14.2. DLS shall not be obliged to compensate for any damage other than damage to persons or goods.
14.3. Under no circumstances shall DLS be liable for damages in excess of the value of the goods delivered and/or services provided, or goods still to be delivered pursuant to the order which resulted in the damage.
14.4. Indirect and consequential damage is expressly excluded and shall not be compensated.
14.5. Nor shall DLS be liable for any damage in the event that the goods in question have not been paid for by the Purchaser.
14.6. DLS reserves all legal and contractual defenses in relation to its liability to the Purchaser. It does so for the benefit of its subordinates and other parties for whom DLS may be held liable.
14.7. The Purchaser indemnifies DLS from all claims by third parties in relation to the use of the goods delivered and/or services provided by DLS.
14.8. This article does not restrict the legal liability of DLS pursuant to mandatory provisions.
15. Documents, aids and recommendations
15.1. All documents and resources prepared by DLS shall at all times remain the property of DLS, regardless of whether the client has been charged for the cost of manufacture, and shall be returned immediately to DLS upon first request. Documents shall be understood to include: costing estimates, plans, catalogues, illustrations, drawings, sizes, weight estimates or other quotations. Resources shall be understood to include: models, moulds, stamps, matrices and tools.

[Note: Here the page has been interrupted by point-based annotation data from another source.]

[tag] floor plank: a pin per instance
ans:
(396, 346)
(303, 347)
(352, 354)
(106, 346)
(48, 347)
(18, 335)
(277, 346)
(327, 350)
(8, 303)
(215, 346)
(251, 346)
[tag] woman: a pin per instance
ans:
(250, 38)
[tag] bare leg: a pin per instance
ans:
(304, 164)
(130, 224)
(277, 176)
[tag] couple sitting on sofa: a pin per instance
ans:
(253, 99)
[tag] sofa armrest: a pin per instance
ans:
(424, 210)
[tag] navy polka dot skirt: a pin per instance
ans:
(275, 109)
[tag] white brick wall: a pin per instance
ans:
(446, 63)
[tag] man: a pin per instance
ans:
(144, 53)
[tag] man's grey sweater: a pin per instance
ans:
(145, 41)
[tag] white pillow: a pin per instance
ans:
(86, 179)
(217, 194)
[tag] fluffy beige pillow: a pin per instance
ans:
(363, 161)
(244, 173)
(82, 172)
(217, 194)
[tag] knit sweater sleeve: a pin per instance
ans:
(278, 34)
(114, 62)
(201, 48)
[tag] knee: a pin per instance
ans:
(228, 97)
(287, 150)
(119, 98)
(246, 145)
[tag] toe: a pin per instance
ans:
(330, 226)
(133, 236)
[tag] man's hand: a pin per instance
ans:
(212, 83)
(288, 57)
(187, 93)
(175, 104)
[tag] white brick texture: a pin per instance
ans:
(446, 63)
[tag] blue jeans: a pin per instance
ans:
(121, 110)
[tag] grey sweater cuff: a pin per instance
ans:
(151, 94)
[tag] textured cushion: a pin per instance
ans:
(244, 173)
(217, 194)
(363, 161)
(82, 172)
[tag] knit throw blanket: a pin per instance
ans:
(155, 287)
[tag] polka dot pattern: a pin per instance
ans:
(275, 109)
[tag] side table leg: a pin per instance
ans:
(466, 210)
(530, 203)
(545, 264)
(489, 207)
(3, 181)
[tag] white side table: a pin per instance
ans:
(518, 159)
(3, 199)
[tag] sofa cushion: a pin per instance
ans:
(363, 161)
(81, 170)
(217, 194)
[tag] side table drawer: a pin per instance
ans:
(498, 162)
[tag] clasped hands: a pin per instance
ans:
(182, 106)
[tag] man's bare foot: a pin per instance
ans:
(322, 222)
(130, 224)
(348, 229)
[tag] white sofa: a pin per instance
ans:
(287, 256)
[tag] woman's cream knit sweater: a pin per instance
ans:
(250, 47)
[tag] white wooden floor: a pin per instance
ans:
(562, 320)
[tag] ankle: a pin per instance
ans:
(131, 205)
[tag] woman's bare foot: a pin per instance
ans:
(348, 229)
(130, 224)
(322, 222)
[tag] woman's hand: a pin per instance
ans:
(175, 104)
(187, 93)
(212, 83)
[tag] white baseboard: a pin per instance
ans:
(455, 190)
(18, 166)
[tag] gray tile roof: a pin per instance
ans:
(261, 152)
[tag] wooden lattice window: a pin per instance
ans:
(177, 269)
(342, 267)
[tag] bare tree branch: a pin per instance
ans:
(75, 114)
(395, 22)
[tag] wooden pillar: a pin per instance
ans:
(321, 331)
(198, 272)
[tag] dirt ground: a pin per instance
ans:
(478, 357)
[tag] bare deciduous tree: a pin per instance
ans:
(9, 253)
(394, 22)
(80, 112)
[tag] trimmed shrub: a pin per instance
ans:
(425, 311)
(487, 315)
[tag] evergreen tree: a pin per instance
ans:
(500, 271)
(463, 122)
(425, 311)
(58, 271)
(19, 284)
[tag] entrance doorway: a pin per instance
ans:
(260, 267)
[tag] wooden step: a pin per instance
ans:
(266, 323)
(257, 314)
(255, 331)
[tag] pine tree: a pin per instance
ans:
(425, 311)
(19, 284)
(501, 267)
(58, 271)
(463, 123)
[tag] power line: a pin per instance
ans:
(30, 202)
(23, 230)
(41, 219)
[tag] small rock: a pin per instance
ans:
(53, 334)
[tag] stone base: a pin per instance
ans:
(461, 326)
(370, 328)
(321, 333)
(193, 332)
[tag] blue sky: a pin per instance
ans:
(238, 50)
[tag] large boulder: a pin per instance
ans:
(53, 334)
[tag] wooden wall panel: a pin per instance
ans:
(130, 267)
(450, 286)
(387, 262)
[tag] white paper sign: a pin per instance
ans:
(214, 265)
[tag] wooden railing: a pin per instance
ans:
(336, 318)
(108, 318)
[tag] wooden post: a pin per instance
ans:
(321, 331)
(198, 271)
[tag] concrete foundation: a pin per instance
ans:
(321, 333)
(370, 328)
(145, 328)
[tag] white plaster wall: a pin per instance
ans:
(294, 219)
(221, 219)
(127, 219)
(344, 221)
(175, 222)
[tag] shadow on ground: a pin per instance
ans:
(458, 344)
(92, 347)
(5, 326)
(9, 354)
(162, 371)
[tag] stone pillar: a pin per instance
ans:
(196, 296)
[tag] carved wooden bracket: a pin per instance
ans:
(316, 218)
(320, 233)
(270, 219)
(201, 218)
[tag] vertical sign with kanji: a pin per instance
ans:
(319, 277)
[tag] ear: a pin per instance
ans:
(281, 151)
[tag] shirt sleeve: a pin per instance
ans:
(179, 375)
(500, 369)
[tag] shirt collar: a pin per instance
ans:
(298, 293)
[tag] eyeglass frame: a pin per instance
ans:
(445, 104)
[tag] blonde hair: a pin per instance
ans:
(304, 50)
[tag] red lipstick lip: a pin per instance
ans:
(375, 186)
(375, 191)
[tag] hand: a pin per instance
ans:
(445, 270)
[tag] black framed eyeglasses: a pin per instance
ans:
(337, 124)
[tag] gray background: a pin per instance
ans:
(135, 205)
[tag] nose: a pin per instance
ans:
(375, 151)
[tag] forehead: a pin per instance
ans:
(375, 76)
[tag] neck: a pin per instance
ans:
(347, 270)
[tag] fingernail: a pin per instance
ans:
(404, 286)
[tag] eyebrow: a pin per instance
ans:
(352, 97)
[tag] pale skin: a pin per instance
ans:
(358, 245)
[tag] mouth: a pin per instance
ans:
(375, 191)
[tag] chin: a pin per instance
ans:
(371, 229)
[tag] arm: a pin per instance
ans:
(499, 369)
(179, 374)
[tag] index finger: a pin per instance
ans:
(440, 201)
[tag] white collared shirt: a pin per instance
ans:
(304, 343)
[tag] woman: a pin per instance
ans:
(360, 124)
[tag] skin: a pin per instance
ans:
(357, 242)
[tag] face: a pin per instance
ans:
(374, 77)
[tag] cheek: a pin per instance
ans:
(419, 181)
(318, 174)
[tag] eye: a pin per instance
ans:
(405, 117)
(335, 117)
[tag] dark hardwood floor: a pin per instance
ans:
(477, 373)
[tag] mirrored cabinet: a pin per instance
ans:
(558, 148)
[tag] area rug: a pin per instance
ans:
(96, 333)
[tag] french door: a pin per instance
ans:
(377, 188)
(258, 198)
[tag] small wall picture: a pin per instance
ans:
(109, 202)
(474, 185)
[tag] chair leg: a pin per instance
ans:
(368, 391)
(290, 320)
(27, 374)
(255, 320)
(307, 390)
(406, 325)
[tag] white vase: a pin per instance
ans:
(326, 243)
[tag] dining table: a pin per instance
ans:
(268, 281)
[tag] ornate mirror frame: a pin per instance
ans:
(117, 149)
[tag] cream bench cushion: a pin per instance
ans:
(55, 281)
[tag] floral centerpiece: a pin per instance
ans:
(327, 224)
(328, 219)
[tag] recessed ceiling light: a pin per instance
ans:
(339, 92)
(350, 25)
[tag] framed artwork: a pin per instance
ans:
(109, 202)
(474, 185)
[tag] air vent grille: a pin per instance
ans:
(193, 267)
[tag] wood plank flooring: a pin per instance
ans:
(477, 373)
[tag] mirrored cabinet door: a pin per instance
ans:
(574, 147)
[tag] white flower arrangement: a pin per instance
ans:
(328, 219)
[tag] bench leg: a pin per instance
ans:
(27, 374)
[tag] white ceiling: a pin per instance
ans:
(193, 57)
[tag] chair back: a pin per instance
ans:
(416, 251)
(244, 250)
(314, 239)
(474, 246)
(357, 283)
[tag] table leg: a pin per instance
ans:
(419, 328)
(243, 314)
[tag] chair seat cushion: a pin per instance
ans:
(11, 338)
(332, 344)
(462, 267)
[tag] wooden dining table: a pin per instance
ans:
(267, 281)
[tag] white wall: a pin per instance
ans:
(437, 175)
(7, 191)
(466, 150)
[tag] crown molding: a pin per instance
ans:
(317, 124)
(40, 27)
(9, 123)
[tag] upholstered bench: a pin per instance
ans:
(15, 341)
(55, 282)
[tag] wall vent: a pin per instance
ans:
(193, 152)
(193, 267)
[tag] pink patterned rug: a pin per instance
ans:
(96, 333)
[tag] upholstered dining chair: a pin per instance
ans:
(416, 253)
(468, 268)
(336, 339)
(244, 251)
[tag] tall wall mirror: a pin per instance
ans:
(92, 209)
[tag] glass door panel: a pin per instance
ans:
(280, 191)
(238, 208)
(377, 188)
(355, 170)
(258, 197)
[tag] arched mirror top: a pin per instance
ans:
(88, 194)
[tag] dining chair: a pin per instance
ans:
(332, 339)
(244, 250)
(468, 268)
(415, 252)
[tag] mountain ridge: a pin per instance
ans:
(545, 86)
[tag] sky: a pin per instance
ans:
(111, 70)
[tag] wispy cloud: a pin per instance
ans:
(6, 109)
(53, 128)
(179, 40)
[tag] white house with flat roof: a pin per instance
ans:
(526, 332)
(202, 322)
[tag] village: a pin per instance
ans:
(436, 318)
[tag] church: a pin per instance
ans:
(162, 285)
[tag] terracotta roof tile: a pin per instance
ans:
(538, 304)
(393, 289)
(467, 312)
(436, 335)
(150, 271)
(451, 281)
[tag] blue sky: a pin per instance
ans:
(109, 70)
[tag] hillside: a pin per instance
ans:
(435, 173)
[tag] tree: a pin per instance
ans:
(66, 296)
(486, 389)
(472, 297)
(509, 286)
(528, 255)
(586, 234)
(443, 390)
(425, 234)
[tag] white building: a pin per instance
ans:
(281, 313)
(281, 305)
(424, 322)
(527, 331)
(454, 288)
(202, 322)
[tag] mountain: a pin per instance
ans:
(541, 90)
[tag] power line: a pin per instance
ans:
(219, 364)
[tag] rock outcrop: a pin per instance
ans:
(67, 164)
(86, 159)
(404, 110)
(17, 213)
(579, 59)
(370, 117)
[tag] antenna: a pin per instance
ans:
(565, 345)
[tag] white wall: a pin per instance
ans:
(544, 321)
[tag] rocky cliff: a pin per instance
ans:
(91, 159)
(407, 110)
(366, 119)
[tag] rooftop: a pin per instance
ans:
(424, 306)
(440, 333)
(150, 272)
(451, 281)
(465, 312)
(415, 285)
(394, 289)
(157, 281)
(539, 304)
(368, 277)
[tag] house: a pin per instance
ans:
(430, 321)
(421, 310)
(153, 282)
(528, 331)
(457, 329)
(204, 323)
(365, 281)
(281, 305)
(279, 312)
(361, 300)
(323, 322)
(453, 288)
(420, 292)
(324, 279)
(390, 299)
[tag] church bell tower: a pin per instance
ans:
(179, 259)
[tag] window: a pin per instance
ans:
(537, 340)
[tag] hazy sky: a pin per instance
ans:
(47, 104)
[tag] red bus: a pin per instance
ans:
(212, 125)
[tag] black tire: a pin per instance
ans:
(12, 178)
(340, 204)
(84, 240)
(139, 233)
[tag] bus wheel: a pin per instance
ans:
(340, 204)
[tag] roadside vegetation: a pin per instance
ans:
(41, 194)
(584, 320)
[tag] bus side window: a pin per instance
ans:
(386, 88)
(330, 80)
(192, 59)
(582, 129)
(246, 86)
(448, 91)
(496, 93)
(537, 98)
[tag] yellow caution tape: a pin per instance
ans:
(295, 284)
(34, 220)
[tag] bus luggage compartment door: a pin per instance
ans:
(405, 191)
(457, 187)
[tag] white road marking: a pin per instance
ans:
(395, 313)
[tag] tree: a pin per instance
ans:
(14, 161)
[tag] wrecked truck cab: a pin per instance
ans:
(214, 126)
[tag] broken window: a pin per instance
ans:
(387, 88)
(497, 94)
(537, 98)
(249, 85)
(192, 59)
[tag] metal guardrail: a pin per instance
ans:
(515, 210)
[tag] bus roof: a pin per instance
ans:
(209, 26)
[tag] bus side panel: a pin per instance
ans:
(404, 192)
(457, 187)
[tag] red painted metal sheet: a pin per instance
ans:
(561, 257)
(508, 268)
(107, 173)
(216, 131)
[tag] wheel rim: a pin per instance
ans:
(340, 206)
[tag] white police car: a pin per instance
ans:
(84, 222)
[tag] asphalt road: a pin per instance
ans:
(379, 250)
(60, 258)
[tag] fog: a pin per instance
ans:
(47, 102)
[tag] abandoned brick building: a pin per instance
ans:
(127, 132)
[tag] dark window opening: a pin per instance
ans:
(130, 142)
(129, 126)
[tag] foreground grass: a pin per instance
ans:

15.2. The Purchaser guarantees that the documents, resources and information provided by DLS as described in the foregoing paragraph shall not be copied or imitated or provided or disclosed to third parties, whether or not for re-use, without prior written permission from DLS. The Purchaser shall cooperate in the conclusion of a confidentiality agreement, submitted by DLS, in respect of the documents, resources and information provided by DLS as described in the previous paragraphs.
15.3. All recommendations, calculations, notifications and estimates in respect of capacities, results and performance provided by DLS on the products to be supplied or work to be performed by DLS shall only be binding on DLS if they are included in a written order confirmation, the relevant separately concluded written agreement.
16. Applicable law/competent Court
16.1. All legal relationships between DLS and the Purchaser are governed exclusively by the law of the Netherlands. Applicability of the Vienna Sales Convention is excluded, unless the parties specifically have agreed otherwise in writing.
16.2. All disputes shall be put exclusively before the District Court at Dordrecht, insofar as the law does not prescribe otherwise.
17.1. In the event that any provision of these general regulating conditions is considered under any law or by any competent public body to be invalid or impossible to enforce, the fact that it is not valid or enforceable shall not affect the other provisions of these general terms and conditions for delivery and payment. DLS and the Purchaser agree that any invalid or unenforceable provisions shall be replaced by valid or enforceable provisions which strive to convey as far as possible the economic objectives of the invalid or unenforceable provisions.
18. Dutch language text
18.1. In the event of a dispute in relation to the interpretation of the Dutch language text of the general terms and conditions of delivery and payment and a translated version thereof, the Dutch language text shall prevail.